几星期后,帮派火并,许三多手上沾了一条命,或许有好事者会感兴趣地谈论他如何扭断了帮派老大的脖子,但他们一定不知道许三多盯了这双手多久,内心的幽暗不为人知,就像落在柯加西的雪花,下了,被风一吹,又埋起来。
回想过去,虽偶有惆怅,离别的隐痛已淡了许多,可能真像子曰说的一样“长大了”。
老A的两年如梦一场,许三多有时候会想起袁朗,他升职加薪,家庭和美,意气风发……应该会是这样。
这样就挺好。
在异国异乡,许三多收不到信件,见不到故友,像一只风筝,被一根细细的丝连往国内,只能靠回忆缓解思念。
半年后,楚成峰和王冉要回国一趟,向上级汇报工作进展情况,王冉问许三多要不要跟他们一起回去。
许三多拒绝了,他写下一些账号,拜托两人帮忙转账,一个是账本上的债主们,还二十万,一个是下榕树老家,给爹汇去,一个是陈小巧的账号,他帮她办的存折,便留心记下来。
王冉得知他不去后很惊讶,楚成峰也有一些,他什么也没问,把纸条接了过来,个把天后,两人返回柯加西,说事已经办好了,然后带给许三多一个消息。
许三多的脸唰一下就白了。
“你知道吗,袁朗,离婚了。

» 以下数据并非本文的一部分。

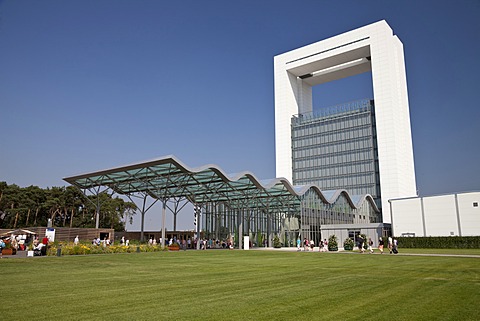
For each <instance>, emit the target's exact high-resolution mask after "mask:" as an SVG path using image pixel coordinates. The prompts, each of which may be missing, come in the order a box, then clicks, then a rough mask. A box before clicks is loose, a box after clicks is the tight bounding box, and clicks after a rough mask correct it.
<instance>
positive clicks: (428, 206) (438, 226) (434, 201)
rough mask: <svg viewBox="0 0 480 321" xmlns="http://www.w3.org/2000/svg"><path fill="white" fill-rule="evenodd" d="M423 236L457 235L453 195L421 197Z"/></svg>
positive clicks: (456, 220) (452, 235)
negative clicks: (424, 222)
mask: <svg viewBox="0 0 480 321" xmlns="http://www.w3.org/2000/svg"><path fill="white" fill-rule="evenodd" d="M423 209H424V217H425V227H426V235H425V236H454V235H457V236H458V235H459V231H458V221H457V212H456V206H455V195H444V196H432V197H425V198H423Z"/></svg>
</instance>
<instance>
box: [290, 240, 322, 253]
mask: <svg viewBox="0 0 480 321" xmlns="http://www.w3.org/2000/svg"><path fill="white" fill-rule="evenodd" d="M302 245H303V250H304V251H312V252H313V251H314V249H315V241H314V240H310V241H309V240H308V239H307V238H304V239H303V242H302V241H301V240H300V238H297V251H301V250H302ZM318 251H319V252H327V251H328V241H327V239H324V240H323V241H322V240H320V242H319V243H318Z"/></svg>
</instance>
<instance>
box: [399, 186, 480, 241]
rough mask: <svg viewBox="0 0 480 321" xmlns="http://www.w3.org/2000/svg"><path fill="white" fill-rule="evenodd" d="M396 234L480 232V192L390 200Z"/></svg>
mask: <svg viewBox="0 0 480 321" xmlns="http://www.w3.org/2000/svg"><path fill="white" fill-rule="evenodd" d="M390 208H391V213H392V232H393V234H394V235H396V236H401V235H402V234H404V235H412V236H413V235H415V236H478V235H480V192H469V193H459V194H450V195H439V196H429V197H414V198H403V199H393V200H390Z"/></svg>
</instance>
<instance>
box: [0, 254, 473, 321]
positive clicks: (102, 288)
mask: <svg viewBox="0 0 480 321" xmlns="http://www.w3.org/2000/svg"><path fill="white" fill-rule="evenodd" d="M0 273H1V280H0V284H1V285H0V294H1V300H0V316H1V319H2V320H478V319H479V318H480V315H479V311H480V310H479V305H478V303H479V302H480V258H465V257H428V256H425V257H422V256H400V255H389V254H387V255H385V254H384V255H378V254H377V255H369V254H357V253H352V254H336V253H319V252H315V253H305V252H282V251H239V250H235V251H226V250H209V251H186V252H154V253H127V254H111V255H90V256H63V257H43V258H25V259H6V258H4V259H0Z"/></svg>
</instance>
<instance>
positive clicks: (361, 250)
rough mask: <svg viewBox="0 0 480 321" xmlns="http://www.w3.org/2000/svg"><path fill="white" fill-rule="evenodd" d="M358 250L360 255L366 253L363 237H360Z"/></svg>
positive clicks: (358, 245)
mask: <svg viewBox="0 0 480 321" xmlns="http://www.w3.org/2000/svg"><path fill="white" fill-rule="evenodd" d="M357 241H358V244H357V246H358V249H359V250H360V253H363V252H365V249H364V248H363V242H365V240H364V239H363V237H362V236H361V235H359V236H358V240H357Z"/></svg>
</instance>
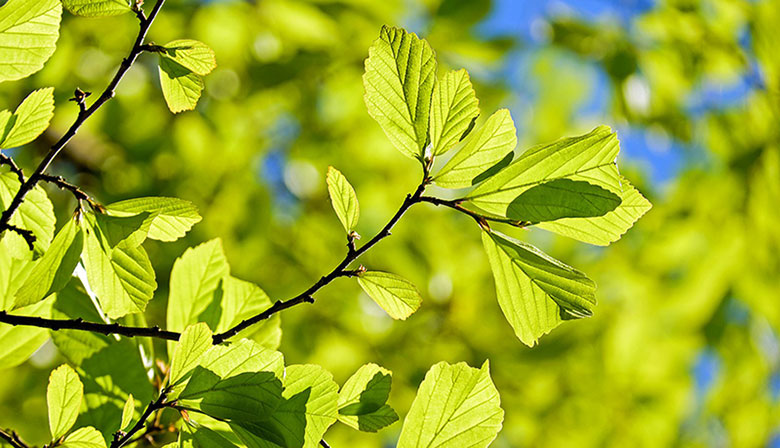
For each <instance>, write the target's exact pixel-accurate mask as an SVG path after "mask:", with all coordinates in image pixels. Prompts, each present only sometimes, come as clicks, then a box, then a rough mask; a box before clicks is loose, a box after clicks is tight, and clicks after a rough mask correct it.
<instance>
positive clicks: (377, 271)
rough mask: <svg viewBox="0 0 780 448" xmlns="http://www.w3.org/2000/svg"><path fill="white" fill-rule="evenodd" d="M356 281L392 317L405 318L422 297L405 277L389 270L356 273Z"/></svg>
mask: <svg viewBox="0 0 780 448" xmlns="http://www.w3.org/2000/svg"><path fill="white" fill-rule="evenodd" d="M357 279H358V283H359V284H360V287H361V288H363V291H365V292H366V294H368V296H369V297H371V298H372V299H374V302H376V303H377V305H379V306H380V307H382V309H383V310H385V312H386V313H387V314H389V315H390V317H392V318H393V319H401V320H405V319H406V318H407V317H409V316H411V315H412V313H414V312H415V311H417V308H419V307H420V303H422V297H420V292H419V291H417V288H415V286H414V285H413V284H412V283H411V282H410V281H409V280H406V279H405V278H403V277H401V276H398V275H395V274H390V273H389V272H379V271H368V272H363V273H361V274H360V275H358V278H357Z"/></svg>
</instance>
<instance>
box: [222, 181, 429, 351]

”
昏暗的灯下,三人都沉默不言,许三多死死低着头,半张脸都浸在黑暗里,王冉说:“你们队长,他像是没受什么影响,但是我觉得,他快不是他了,我的意思是……”
他欲言又止,只叹了一口气:“唉,算了,不说了。”
楚成峰的目光如雾,若有若无地在许三多的头顶飘荡,最后不露痕迹地收回。
失了魂似的飘了出来,许三多一个不察,撞到子曰身上,被子曰揽过来,他敏感地察觉到发生了什么,小心翼翼地问许三多,许三多说了。
先是沉默,然后子曰说:“既然发生了,我们不去评判对错,先接受它,好吗?”
许三多没反应。
他的脸色仿佛是被冻坏一般,子曰神情复杂:“说到底,那是别人的事,你对别人的事何苦上心?”
这次许三多像是突然地惊醒,迟钝地点了点头。
“我要克服。”
留下这句话,他飘回到自己屋里,在床边坐了良久,后捡起桌上白三剩下的烟,用壁炉点了。